Be smart: Council on Foreign Relations energy expert Varun Sivaram, who has been warning that steep tariffs are the biggest domestic policy threat to solar's rapid U.S. growth, says the four-year recommendations are "not as bad as they could have been."
- If he had to guess, Sivaram thinks the White House will go with what he calls the "moderate" and median recommendation offered jointly by two of the four ITC commissioners (David Johanson and Irving Williamson). Their recommendations include a 30% tariff on crystalline solar PV cells and modules that declines by 5% annually.
Why? Sivaram believes this proposal could be attractive to Trump because:
- It would allow the administration to score a win by showing it's tough on trade
- It's supported by two of the four sitting commissioners
- "It also enables the administration to signal to the broad coalition of interests that have advocated against trade protection (including many conservative groups) that it chose a reasonable, middle-ground approach that wasn't as extreme as the Suniva/SolarWorld remedies."
Reminder: The ITC recommendations:
- Are weaker than what Suniva, the bankrupt panel manufacturer, requested in the contentious tariff fight.
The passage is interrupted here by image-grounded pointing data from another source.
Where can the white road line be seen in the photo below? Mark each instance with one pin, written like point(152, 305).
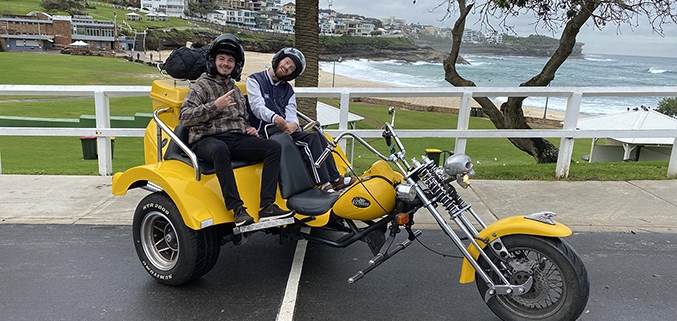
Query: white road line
point(289, 301)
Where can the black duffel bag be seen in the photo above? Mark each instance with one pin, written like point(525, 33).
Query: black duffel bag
point(186, 63)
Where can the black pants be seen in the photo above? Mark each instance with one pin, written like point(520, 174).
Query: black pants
point(312, 145)
point(221, 148)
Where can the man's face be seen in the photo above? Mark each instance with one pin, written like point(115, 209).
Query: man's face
point(285, 67)
point(224, 63)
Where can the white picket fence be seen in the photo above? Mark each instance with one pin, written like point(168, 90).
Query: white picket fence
point(567, 133)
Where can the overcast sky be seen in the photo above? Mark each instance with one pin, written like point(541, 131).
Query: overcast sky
point(638, 42)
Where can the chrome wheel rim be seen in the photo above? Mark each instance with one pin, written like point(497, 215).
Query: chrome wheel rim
point(159, 241)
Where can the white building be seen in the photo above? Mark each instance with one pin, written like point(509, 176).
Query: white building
point(173, 8)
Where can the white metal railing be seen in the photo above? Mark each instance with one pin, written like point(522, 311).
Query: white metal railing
point(567, 134)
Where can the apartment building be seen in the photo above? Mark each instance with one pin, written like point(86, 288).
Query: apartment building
point(172, 8)
point(40, 31)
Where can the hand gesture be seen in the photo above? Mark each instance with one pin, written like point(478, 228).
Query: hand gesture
point(225, 101)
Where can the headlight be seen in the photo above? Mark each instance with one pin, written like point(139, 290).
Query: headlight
point(405, 192)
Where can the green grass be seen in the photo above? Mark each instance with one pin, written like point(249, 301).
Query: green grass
point(493, 158)
point(102, 11)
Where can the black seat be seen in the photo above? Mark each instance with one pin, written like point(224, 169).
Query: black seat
point(295, 183)
point(174, 152)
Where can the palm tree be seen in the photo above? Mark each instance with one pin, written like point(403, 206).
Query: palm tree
point(308, 41)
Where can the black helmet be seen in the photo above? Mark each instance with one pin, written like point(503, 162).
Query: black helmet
point(226, 43)
point(296, 56)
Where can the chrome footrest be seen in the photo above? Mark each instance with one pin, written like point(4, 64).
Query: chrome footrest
point(263, 225)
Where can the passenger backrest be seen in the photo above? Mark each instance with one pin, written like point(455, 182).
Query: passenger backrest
point(174, 152)
point(294, 177)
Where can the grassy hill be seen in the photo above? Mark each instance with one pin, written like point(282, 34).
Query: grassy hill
point(495, 158)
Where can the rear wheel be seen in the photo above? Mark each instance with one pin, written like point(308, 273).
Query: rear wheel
point(171, 252)
point(560, 281)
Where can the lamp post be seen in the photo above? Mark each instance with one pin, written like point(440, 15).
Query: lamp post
point(160, 41)
point(545, 110)
point(333, 74)
point(144, 40)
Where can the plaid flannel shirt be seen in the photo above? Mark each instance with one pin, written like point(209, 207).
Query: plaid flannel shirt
point(200, 115)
Soon after yesterday's ITC action, the company urged Trump to take "courageous steps necessary to save American manufacturing" by going with stronger penalties.
- Are a little bit of good news for the wider solar industry, at least according to their biggest trade group SEIA, though the organization still says that they would be "intensely harmful."
- The ITC will deliver a proposal to the White House later this month, but here's the caveat running through every story on this: President Trump isn't bound by the ITC's views and can do whatever he wants. So...
Impact: Sivaram says the Johanson-Williamson proposal would not be "catastrophic" for the U.S. solar industry, but would nonetheless "set it back."
- The effect on installed capacity levels after 2020 would be pretty small. However, "jobs will certainly be lost" and would not be offset by increased panel manufacturing jobs.
Go deeper: Utility Dive looks in-depth at the various trade restrictions floated by the ITC commissioners yesterday.
Where it all ends: "Longer term, I think this tees up a challenge at the World Trade Organization. The U.S. has never successfully litigated a safeguard case at the WTO," Clark Packard of the R Street Institute, a free-market group that opposes tariffs, told Axios.